In my online travels I also noted that the quotation in question is even more frequently attributed to one James Truslow Adams, a turn-of-the-century amateur historian who served as U.S. delegate to the 1918 Paris Peace Talks and (amateur status notwithstanding) even earned a Pulitzer for his writing. Cool! Truslow Adams seemed like exactly the kind of writer who would say something like this.

But I struck out there, too — couldn’t find a single solid, credible Truslow Adams source for it, either.

Then I discovered that James Truslow Adams had written a biography of, guess who? Williams James. Bingo! I figured, maybe Truslow Adams, in summing up or paraphrasing something James actually had said or written at some point, wrote this line in his biography. Could that be where the whole thing started?

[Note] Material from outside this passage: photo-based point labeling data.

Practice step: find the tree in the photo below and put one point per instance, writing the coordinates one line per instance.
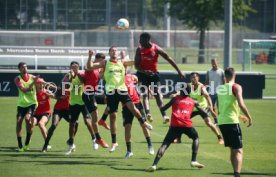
(200, 14)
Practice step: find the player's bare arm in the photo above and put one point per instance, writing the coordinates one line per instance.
(209, 101)
(128, 62)
(169, 104)
(89, 62)
(238, 93)
(201, 110)
(29, 88)
(96, 65)
(170, 60)
(137, 61)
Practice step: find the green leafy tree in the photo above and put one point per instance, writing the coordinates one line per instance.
(200, 14)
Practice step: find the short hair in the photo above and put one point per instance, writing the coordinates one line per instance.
(185, 89)
(196, 73)
(111, 48)
(145, 35)
(229, 72)
(100, 55)
(74, 62)
(20, 64)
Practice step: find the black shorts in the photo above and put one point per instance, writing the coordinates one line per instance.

So I ordered a copy — long out of print, existing in hardcover only. The book finally arrived (a 1937 edition, I think it was) … and when I opened the package, I found a biography of … Henry Adams. At which point I quoted an expression which I can confidently attribute to a late-twentieth-century nuclear power plant worker named Homer Simpson:

D’oh!

And this, Dear Reader, is where I left off. I don’t know if the book was listed wrong on Amazon, or the vendor picked and packed the wrong volume in sending it to me, or what. I declared my quest over. I had a life to get back to (wife, dog, meals, interacting with the rest of humanity, those sorts of things). I ended up providing the quotation in the book and referring to it as “attributed to the Pulitzer Prize–winning historian James Truslow Adams.”

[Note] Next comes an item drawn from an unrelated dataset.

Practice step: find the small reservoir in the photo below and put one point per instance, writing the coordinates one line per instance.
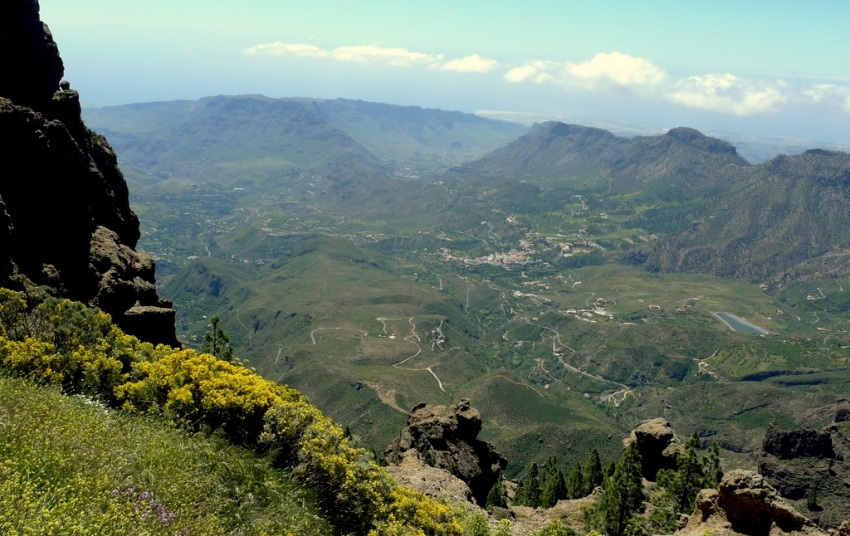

If you can find a verifiable source for the line, I’m eager to hear about it. Meanwhile, I’m adding it to my pile of excellent quotations that are, at this point, literary orphans.

Meanwhile, here’s another quotation, saying something roughly similar to the idea in James/Truslow-Adams/Anonymous’s sentence, that I can verify:

“You’ve heard the expression, ‘Go looking for trouble and that’s what you’ll find’? It’s true, and not only about trouble. Go looking for conflict, and you’ll find it. Go looking for people to take advantage of you, and they generally will. See the world as a dog-eat-dog place, and you’ll always find a bigger dog looking at you as if you’re his next meal. Go looking for the best in people, and you’ll be amazed at how much talent, ingenuity, empathy and good will you’ll find.

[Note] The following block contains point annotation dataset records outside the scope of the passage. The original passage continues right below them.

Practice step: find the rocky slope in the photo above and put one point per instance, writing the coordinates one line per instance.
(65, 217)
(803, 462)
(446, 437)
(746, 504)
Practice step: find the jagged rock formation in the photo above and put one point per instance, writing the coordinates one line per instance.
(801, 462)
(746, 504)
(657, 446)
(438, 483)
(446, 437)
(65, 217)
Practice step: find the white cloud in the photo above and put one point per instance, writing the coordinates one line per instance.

“Ultimately, the world treats you more or less the way you expect to be treated. … In fact, you’d be amazed at just how much you have to do with what happens to you.”

These words were spoken by the business guru Pindar, in The Go-Giver — and I know those words came from his mouth, because Bob Burg and I put them there.

4 Comments

  1. Bob Burg

    At which point I quoted an expression which I can confidently attribute to a late-twentieth-century nuclear power plant worker named Homer Simpson:

    D’oh!

    —–

    And, that one we KNOW is attributed correctly (Matt Groening’s shadowy influence notwithstanding).

    Reply
    • jdmann

      That made me L! In fact, it made me do so OL!

      Reply
  2. Mark Given

    “A great discovery of every generation should be that human beings can alter their lives by redirecting their attitudes.”

    Possibly Pindar could offer a like quote in a future Go-Giver edition?

    Congratulations on the success of The Red Circle!

    Reply
    • jdmann

      Thanks, Mark! And thanks so much for your note card — it was a pleasure to see you at the Go-Giver Retreat in West Palm!